Geranylgeranyl reductase involved in the biosynthesis of archaeal membrane lipids in the hyperthermophilic archaeon Archaeoglobus fulgidus.

Complete saturation of the geranylgeranyl groups of biosynthetic intermediates of archaeal membrane lipids is an important reaction that confers chemical stability on the lipids of archaea, which generally inhabit extreme conditions.

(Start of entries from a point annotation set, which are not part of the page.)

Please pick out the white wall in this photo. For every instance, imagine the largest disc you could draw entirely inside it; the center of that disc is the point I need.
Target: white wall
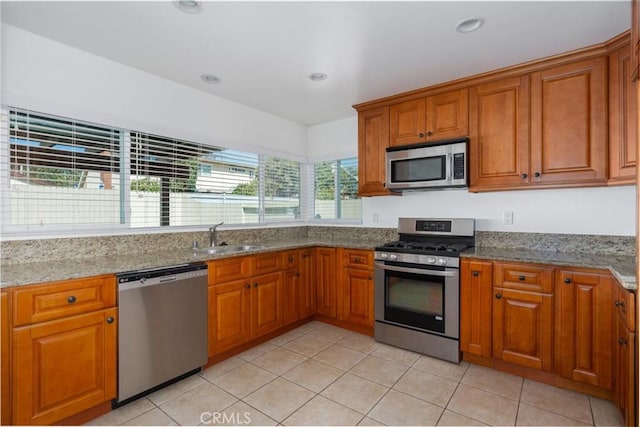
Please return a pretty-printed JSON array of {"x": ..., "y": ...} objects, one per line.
[
  {"x": 44, "y": 75},
  {"x": 600, "y": 210}
]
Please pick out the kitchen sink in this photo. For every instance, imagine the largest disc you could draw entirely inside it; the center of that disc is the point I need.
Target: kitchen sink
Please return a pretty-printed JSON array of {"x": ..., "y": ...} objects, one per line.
[{"x": 225, "y": 249}]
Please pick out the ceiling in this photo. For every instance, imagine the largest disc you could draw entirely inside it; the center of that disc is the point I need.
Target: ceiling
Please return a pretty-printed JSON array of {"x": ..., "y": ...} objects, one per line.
[{"x": 263, "y": 52}]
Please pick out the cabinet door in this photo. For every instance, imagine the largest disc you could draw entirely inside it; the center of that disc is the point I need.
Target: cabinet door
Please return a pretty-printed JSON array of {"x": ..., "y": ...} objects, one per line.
[
  {"x": 290, "y": 296},
  {"x": 373, "y": 140},
  {"x": 357, "y": 296},
  {"x": 499, "y": 133},
  {"x": 448, "y": 115},
  {"x": 230, "y": 321},
  {"x": 622, "y": 118},
  {"x": 569, "y": 123},
  {"x": 307, "y": 288},
  {"x": 326, "y": 281},
  {"x": 584, "y": 327},
  {"x": 407, "y": 122},
  {"x": 522, "y": 328},
  {"x": 63, "y": 367},
  {"x": 475, "y": 307},
  {"x": 266, "y": 304}
]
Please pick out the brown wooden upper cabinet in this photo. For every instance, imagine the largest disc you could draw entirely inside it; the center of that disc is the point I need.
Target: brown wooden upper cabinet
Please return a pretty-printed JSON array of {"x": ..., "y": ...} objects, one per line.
[
  {"x": 433, "y": 118},
  {"x": 622, "y": 118},
  {"x": 373, "y": 140}
]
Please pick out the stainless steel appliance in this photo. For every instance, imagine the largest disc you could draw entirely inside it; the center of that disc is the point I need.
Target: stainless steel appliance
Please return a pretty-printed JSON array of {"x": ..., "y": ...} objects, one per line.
[
  {"x": 163, "y": 327},
  {"x": 428, "y": 165},
  {"x": 417, "y": 286}
]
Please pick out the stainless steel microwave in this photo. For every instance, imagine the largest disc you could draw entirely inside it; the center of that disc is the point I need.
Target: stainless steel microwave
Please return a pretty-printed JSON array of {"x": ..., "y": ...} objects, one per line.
[{"x": 428, "y": 166}]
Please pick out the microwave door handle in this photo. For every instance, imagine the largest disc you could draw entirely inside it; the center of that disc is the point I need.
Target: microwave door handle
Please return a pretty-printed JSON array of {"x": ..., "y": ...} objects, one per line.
[{"x": 416, "y": 270}]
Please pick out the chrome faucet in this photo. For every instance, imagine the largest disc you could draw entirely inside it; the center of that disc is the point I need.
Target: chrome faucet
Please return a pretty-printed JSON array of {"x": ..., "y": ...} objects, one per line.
[{"x": 213, "y": 238}]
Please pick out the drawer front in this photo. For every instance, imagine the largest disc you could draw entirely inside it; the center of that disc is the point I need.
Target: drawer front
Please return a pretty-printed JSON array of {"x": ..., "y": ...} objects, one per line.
[
  {"x": 290, "y": 259},
  {"x": 625, "y": 307},
  {"x": 227, "y": 269},
  {"x": 267, "y": 263},
  {"x": 39, "y": 303},
  {"x": 524, "y": 277},
  {"x": 356, "y": 258}
]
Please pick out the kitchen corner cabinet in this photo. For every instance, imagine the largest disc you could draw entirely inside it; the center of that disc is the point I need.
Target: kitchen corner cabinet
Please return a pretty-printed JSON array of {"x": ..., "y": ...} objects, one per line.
[
  {"x": 622, "y": 118},
  {"x": 326, "y": 282},
  {"x": 433, "y": 118},
  {"x": 63, "y": 349},
  {"x": 356, "y": 286},
  {"x": 583, "y": 327},
  {"x": 523, "y": 315},
  {"x": 373, "y": 140},
  {"x": 476, "y": 293},
  {"x": 625, "y": 377}
]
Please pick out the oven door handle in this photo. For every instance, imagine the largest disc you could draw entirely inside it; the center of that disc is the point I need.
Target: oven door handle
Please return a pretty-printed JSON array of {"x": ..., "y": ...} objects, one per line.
[{"x": 416, "y": 270}]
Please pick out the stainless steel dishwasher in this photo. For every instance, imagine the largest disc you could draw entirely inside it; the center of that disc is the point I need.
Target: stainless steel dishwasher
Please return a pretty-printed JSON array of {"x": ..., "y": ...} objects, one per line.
[{"x": 163, "y": 327}]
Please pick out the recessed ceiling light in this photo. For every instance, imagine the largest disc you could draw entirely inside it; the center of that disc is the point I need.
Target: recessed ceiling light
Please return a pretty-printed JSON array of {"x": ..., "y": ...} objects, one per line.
[
  {"x": 210, "y": 78},
  {"x": 468, "y": 25},
  {"x": 189, "y": 6},
  {"x": 317, "y": 77}
]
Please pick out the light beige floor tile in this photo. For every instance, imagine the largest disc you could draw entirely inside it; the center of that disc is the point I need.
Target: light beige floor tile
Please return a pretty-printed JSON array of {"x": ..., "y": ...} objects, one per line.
[
  {"x": 240, "y": 414},
  {"x": 483, "y": 406},
  {"x": 314, "y": 375},
  {"x": 360, "y": 342},
  {"x": 221, "y": 368},
  {"x": 497, "y": 382},
  {"x": 308, "y": 345},
  {"x": 532, "y": 416},
  {"x": 605, "y": 412},
  {"x": 123, "y": 413},
  {"x": 279, "y": 399},
  {"x": 424, "y": 386},
  {"x": 395, "y": 354},
  {"x": 174, "y": 390},
  {"x": 442, "y": 368},
  {"x": 324, "y": 412},
  {"x": 244, "y": 379},
  {"x": 366, "y": 421},
  {"x": 279, "y": 361},
  {"x": 553, "y": 399},
  {"x": 154, "y": 417},
  {"x": 340, "y": 357},
  {"x": 355, "y": 392},
  {"x": 397, "y": 409},
  {"x": 379, "y": 370},
  {"x": 286, "y": 337},
  {"x": 256, "y": 351},
  {"x": 449, "y": 418},
  {"x": 198, "y": 404}
]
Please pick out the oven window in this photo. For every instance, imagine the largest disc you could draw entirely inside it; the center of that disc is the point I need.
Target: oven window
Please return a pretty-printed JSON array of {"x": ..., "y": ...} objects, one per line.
[
  {"x": 421, "y": 169},
  {"x": 415, "y": 300}
]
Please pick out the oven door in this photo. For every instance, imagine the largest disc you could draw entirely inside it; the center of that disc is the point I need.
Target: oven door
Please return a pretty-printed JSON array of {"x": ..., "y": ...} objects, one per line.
[{"x": 418, "y": 297}]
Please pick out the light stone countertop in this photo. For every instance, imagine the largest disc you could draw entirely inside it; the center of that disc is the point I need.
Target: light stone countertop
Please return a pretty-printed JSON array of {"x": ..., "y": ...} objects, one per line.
[
  {"x": 622, "y": 267},
  {"x": 12, "y": 275}
]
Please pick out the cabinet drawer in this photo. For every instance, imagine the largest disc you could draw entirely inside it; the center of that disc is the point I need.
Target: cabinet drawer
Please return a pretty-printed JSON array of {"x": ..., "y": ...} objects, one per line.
[
  {"x": 524, "y": 277},
  {"x": 227, "y": 269},
  {"x": 290, "y": 259},
  {"x": 267, "y": 263},
  {"x": 355, "y": 258},
  {"x": 39, "y": 303},
  {"x": 625, "y": 307}
]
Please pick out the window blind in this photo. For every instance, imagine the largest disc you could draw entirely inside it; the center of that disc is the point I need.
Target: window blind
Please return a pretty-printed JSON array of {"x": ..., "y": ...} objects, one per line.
[{"x": 62, "y": 171}]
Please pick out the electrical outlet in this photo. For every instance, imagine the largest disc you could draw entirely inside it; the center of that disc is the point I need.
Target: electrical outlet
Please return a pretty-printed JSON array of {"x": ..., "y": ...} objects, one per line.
[{"x": 507, "y": 218}]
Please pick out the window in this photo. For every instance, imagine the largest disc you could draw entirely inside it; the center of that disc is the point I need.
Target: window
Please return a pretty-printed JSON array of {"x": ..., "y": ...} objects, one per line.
[
  {"x": 336, "y": 190},
  {"x": 61, "y": 171}
]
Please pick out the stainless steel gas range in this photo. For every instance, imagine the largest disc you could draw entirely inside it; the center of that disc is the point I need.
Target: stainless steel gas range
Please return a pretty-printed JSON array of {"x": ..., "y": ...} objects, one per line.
[{"x": 417, "y": 286}]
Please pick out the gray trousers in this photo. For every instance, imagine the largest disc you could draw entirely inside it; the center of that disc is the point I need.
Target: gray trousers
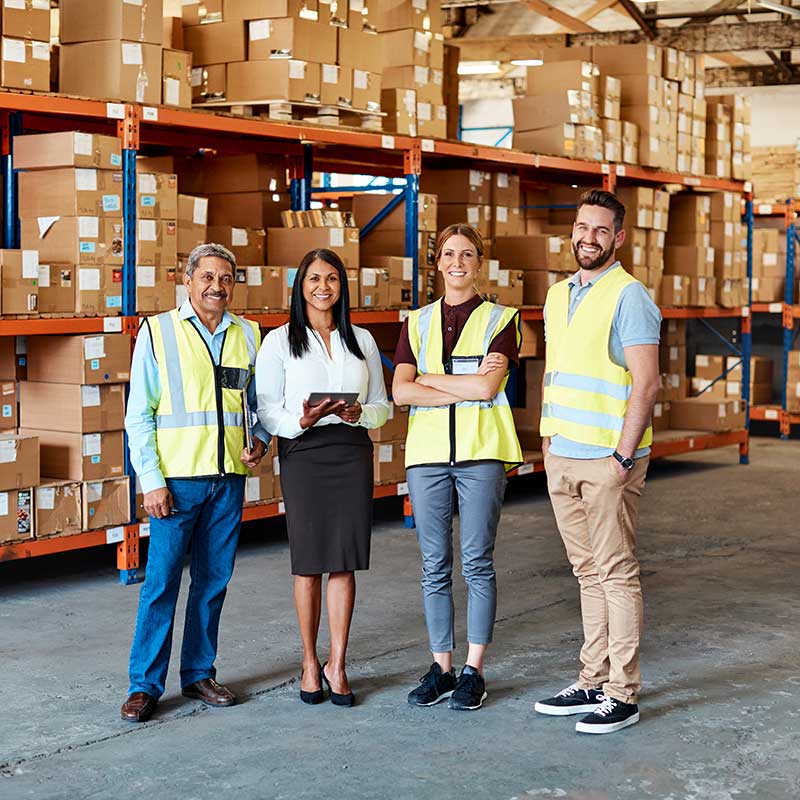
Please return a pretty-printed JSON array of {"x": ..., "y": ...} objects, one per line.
[{"x": 480, "y": 488}]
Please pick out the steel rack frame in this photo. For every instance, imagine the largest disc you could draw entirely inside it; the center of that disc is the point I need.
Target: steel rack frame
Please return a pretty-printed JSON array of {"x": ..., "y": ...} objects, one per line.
[{"x": 305, "y": 147}]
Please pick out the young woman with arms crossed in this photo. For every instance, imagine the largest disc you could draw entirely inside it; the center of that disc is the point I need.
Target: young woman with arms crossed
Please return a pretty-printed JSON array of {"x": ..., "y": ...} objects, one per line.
[
  {"x": 451, "y": 367},
  {"x": 325, "y": 455}
]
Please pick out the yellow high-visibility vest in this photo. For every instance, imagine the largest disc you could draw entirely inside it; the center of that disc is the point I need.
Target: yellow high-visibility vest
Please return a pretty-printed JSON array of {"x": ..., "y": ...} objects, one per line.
[
  {"x": 586, "y": 394},
  {"x": 200, "y": 416},
  {"x": 468, "y": 430}
]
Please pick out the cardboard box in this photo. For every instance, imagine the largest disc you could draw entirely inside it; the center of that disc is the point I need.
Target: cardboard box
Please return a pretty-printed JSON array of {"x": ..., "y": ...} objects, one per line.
[
  {"x": 25, "y": 64},
  {"x": 19, "y": 273},
  {"x": 79, "y": 456},
  {"x": 85, "y": 359},
  {"x": 699, "y": 414},
  {"x": 131, "y": 70},
  {"x": 287, "y": 246},
  {"x": 89, "y": 21},
  {"x": 58, "y": 509},
  {"x": 106, "y": 503},
  {"x": 81, "y": 409},
  {"x": 176, "y": 74},
  {"x": 67, "y": 149},
  {"x": 19, "y": 461},
  {"x": 17, "y": 522}
]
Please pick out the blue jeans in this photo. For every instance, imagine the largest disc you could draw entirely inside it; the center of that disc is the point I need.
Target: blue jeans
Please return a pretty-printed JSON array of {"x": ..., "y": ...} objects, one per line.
[
  {"x": 480, "y": 488},
  {"x": 208, "y": 517}
]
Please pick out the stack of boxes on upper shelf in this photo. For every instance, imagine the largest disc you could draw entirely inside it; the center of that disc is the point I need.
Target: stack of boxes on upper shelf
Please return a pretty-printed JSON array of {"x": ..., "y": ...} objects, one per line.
[
  {"x": 78, "y": 451},
  {"x": 126, "y": 39}
]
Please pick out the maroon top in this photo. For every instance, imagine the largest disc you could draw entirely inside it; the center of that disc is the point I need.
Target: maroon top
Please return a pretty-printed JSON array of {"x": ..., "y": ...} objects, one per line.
[{"x": 454, "y": 318}]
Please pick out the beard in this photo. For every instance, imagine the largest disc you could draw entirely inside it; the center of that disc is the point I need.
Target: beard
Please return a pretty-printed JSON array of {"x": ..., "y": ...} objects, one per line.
[{"x": 602, "y": 257}]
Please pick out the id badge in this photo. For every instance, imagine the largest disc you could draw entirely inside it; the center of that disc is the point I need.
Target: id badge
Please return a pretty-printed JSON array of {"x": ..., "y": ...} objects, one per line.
[{"x": 465, "y": 365}]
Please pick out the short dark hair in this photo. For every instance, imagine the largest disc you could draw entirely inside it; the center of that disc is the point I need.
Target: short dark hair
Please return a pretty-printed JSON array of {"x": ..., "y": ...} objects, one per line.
[{"x": 597, "y": 197}]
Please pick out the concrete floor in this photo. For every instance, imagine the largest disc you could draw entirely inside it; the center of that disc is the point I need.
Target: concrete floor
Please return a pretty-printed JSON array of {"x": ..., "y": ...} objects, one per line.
[{"x": 720, "y": 711}]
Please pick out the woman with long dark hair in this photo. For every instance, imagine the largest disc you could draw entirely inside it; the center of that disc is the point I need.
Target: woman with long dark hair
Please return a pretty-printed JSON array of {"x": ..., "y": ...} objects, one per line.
[{"x": 325, "y": 455}]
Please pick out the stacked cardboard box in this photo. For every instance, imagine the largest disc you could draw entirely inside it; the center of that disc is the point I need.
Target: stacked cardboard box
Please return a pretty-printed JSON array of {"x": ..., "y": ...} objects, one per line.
[
  {"x": 25, "y": 60},
  {"x": 124, "y": 38},
  {"x": 70, "y": 208}
]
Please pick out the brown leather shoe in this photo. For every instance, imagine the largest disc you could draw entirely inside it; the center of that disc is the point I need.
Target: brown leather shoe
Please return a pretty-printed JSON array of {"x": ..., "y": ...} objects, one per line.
[
  {"x": 139, "y": 707},
  {"x": 211, "y": 693}
]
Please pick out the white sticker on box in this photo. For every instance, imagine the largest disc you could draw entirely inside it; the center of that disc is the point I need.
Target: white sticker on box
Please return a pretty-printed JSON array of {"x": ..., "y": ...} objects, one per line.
[
  {"x": 260, "y": 29},
  {"x": 147, "y": 230},
  {"x": 90, "y": 396},
  {"x": 86, "y": 180},
  {"x": 92, "y": 444},
  {"x": 8, "y": 451},
  {"x": 200, "y": 213},
  {"x": 146, "y": 276},
  {"x": 94, "y": 347},
  {"x": 132, "y": 53},
  {"x": 30, "y": 264},
  {"x": 89, "y": 280},
  {"x": 82, "y": 144},
  {"x": 239, "y": 237}
]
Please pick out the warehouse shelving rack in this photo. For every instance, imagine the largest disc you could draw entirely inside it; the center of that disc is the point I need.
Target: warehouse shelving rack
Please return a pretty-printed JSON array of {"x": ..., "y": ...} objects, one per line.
[
  {"x": 306, "y": 147},
  {"x": 789, "y": 312}
]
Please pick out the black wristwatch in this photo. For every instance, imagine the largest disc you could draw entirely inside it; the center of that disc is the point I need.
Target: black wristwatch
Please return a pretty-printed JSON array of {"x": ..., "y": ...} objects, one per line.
[{"x": 627, "y": 463}]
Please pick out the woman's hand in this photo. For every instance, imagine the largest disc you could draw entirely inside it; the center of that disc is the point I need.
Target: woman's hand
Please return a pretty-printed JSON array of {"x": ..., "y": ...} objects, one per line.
[
  {"x": 313, "y": 414},
  {"x": 351, "y": 414}
]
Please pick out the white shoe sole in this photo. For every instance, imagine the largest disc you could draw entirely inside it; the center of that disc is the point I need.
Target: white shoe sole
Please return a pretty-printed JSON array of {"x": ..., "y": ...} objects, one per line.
[
  {"x": 582, "y": 727},
  {"x": 471, "y": 708},
  {"x": 565, "y": 711},
  {"x": 443, "y": 696}
]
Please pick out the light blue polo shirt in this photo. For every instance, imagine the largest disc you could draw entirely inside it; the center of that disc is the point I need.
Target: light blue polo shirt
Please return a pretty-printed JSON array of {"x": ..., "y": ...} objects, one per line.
[{"x": 637, "y": 320}]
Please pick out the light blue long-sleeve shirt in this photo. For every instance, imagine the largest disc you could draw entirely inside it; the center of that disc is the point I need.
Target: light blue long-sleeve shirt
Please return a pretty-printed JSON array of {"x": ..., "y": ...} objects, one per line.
[{"x": 145, "y": 395}]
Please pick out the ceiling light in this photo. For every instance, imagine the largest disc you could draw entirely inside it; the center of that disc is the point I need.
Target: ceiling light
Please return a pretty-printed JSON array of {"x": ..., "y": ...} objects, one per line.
[
  {"x": 773, "y": 5},
  {"x": 479, "y": 68}
]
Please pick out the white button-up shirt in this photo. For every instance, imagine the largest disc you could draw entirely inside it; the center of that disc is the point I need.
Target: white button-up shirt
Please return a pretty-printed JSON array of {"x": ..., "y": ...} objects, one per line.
[{"x": 283, "y": 382}]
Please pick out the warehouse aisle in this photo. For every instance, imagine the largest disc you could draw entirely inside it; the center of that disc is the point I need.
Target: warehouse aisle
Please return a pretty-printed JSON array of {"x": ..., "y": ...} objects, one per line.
[{"x": 720, "y": 710}]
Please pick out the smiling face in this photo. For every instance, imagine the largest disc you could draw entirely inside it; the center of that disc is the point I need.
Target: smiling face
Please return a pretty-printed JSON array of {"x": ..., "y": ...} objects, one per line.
[
  {"x": 210, "y": 285},
  {"x": 594, "y": 240},
  {"x": 459, "y": 262},
  {"x": 321, "y": 286}
]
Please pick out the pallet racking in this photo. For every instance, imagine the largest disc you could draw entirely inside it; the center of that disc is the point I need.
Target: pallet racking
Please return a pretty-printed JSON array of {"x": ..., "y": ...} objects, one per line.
[
  {"x": 305, "y": 148},
  {"x": 789, "y": 312}
]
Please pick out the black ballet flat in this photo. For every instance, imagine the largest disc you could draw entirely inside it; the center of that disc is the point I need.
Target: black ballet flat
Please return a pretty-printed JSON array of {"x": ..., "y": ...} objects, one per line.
[
  {"x": 316, "y": 697},
  {"x": 337, "y": 699}
]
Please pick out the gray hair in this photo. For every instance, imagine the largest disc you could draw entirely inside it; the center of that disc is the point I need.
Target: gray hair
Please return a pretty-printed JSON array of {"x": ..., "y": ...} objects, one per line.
[{"x": 206, "y": 250}]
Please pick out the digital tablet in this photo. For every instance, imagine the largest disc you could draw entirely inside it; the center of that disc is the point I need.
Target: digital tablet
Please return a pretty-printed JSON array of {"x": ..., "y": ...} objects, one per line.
[{"x": 317, "y": 397}]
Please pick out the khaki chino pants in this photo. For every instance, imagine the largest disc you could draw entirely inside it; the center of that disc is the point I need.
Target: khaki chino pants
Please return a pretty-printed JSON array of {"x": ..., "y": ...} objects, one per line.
[{"x": 596, "y": 515}]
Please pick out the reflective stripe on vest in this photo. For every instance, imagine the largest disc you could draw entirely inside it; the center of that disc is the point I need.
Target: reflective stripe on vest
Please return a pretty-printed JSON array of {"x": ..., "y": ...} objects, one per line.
[
  {"x": 484, "y": 430},
  {"x": 194, "y": 436},
  {"x": 585, "y": 393}
]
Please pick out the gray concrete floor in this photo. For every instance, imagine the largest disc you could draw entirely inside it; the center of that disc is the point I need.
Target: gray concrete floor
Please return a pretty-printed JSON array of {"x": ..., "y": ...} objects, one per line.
[{"x": 720, "y": 710}]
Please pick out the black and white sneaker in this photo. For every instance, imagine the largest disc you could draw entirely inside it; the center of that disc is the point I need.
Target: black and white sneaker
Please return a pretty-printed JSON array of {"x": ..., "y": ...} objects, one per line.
[
  {"x": 434, "y": 687},
  {"x": 470, "y": 691},
  {"x": 611, "y": 715},
  {"x": 572, "y": 700}
]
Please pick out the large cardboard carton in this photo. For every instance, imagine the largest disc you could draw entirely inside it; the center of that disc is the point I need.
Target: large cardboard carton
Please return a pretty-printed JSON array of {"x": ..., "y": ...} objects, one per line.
[
  {"x": 19, "y": 461},
  {"x": 80, "y": 456},
  {"x": 106, "y": 503},
  {"x": 19, "y": 274},
  {"x": 131, "y": 71},
  {"x": 81, "y": 409},
  {"x": 67, "y": 149},
  {"x": 85, "y": 359},
  {"x": 88, "y": 21},
  {"x": 58, "y": 509}
]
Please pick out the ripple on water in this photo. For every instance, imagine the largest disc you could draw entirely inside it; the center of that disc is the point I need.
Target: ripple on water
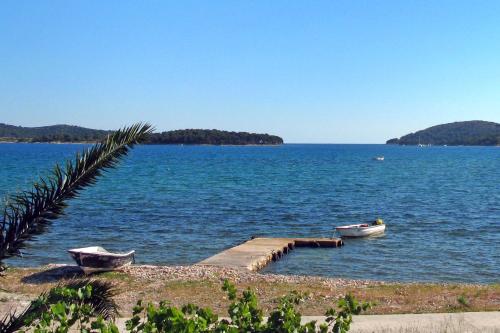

An enzyme encoded by the AF0464 gene of a hyperthermophilic archaeon, Archaeoglobus fulgidus, which is a distant homologue of plant geranylgeranyl reductases and an A. fulgidus menaquinone-specific prenyl reductase [Hemmi H, Yoshihiro T, Shibuya K, Nakayama T, & Nishino T (2005) J Bacteriol187, 1937-1944], was recombinantly expressed and purified, and its geranylgeranyl reductase activity was examined. The radio HPLC analysis indicated that the flavoenzyme, which binds FAD noncovalently, showed activity towards lipid-biosynthetic intermediates containing one or two geranylgeranyl groups under anaerobic conditions. It showed a preference for 2,3-di-O-geranylgeranylglyceryl phosphate over 3-O-geranylgeranylglyceryl phosphate and geranylgeranyl diphosphate in vitro, and did not reduce the prenyl group of respiratory quinones in Escherichia coli cells. The substrate specificity strongly suggests that the enzyme is involved in the biosynthesis of archaeal membrane lipids. GC-MS analysis of the reaction product from 2,3-di-O-geranylgeranylglyceryl phosphate proved that the substrate was converted to archaetidic acid (2,3-di-O-phytanylglyceryl phosphate). The archaeal enzyme required sodium dithionite as the electron donor for activity in vitro, similarly to the menaquinone-specific prenyl reductase from the same anaerobic archaeon. On the other hand, in the presence of NADPH (the preferred electron donor for plant homologues), the enzyme reaction did not proceed.